Known for her sharpshooting, Kanta Wazir worked for defending women’s honour & dignity in J&K | India News – Times of India

Known for her sharpshooting, Kanta Wazir worked for defending women’s honour & dignity in J&K | India News – Times of India



NEW DELHI: Kanta Wazir was pursuing her FA (Fellow of Arts) in 1947-48 when she was influenced by the progressive ideology and joined the Women’s Self Defense Corps (WSDC), the women’s wing of the National militia. The WSDC was raised during the turbulent times when Pakistan-led tribal raiders invaded Jammu and Kashmir. With zeal to serve the motherland, Kanta Wazir – born in Srinagar in 1930 – joined the women’s militia and enlisted herself for training in the use of firearms.
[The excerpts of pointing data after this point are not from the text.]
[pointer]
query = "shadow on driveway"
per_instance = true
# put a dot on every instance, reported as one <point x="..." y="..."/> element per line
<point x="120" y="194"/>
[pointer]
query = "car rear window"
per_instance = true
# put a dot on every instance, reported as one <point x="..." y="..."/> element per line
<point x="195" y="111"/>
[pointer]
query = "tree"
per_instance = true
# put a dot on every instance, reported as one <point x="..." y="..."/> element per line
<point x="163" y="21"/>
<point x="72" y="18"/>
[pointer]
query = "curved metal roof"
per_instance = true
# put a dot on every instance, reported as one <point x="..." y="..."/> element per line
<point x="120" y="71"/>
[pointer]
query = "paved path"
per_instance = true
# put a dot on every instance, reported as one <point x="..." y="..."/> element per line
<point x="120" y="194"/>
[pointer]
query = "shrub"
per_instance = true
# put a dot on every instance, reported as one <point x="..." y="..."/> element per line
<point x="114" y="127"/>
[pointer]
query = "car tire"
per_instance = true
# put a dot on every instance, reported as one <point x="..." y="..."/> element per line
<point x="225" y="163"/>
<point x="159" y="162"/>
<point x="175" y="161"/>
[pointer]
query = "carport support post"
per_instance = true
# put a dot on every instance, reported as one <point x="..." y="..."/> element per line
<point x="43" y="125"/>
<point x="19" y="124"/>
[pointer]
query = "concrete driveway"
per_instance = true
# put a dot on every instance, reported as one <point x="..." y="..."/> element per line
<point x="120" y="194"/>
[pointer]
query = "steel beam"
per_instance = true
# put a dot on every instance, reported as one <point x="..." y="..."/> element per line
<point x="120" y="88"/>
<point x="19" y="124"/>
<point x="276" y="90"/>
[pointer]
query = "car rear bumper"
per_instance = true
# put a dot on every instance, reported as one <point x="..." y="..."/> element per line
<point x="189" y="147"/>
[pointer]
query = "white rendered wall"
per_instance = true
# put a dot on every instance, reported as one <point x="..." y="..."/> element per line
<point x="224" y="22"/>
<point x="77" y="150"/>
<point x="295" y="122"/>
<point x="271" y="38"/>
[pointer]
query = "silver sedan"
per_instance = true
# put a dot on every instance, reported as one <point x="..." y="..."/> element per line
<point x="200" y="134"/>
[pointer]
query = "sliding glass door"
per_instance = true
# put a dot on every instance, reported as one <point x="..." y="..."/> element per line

Empowerment of women was a major concern when the raiders, commanded by Major General Akbar Khan of the Pakistan army, crossed the border and entered Muzaffarabad on October 22, 1947. Hence, came up the exclusive militia (WSDC) to save lives as well as the honour of women. The intended role of Women’s Self Defense Corps was to train women in the use of firearms so as to defend themselves against the raiders. Wazir shunned away the conservative ideology of the traditional Kashmir society and turned this challenge into an opportunity to serve the common mission of defending women’s honour and dignity by bearing arms. Kanta Wazir, along with other volunteers, got her training in use of firearms including shooting with 303 rifles, sten guns, Bren guns and pistols at Gole Bagh, later named Usman Zanana Park after Brigadier Usman – the hero of the Battle of Jhangar. She became a popular name in the first battalion of women militia named as Mukta battalion. Known for her sharpshooting, Wazir displayed her marksmanship in several firing competitions. Her expertise even entitled her to three packets of salt, a rare commodity in Srinagar in 1947 because of the economic blockade caused by Pakistan which led to the suspension of the supply of essential commodities in Jammu and Kashmir. Kanta Wazir along with other militia women delivered basic humanitarian services to dislocated individuals and families who thronged to seek shelter in Srinagar city. They also went to offer support and look after women who were raped and molested. In the 1990s, Wazir along with her family shifted to New Delhi.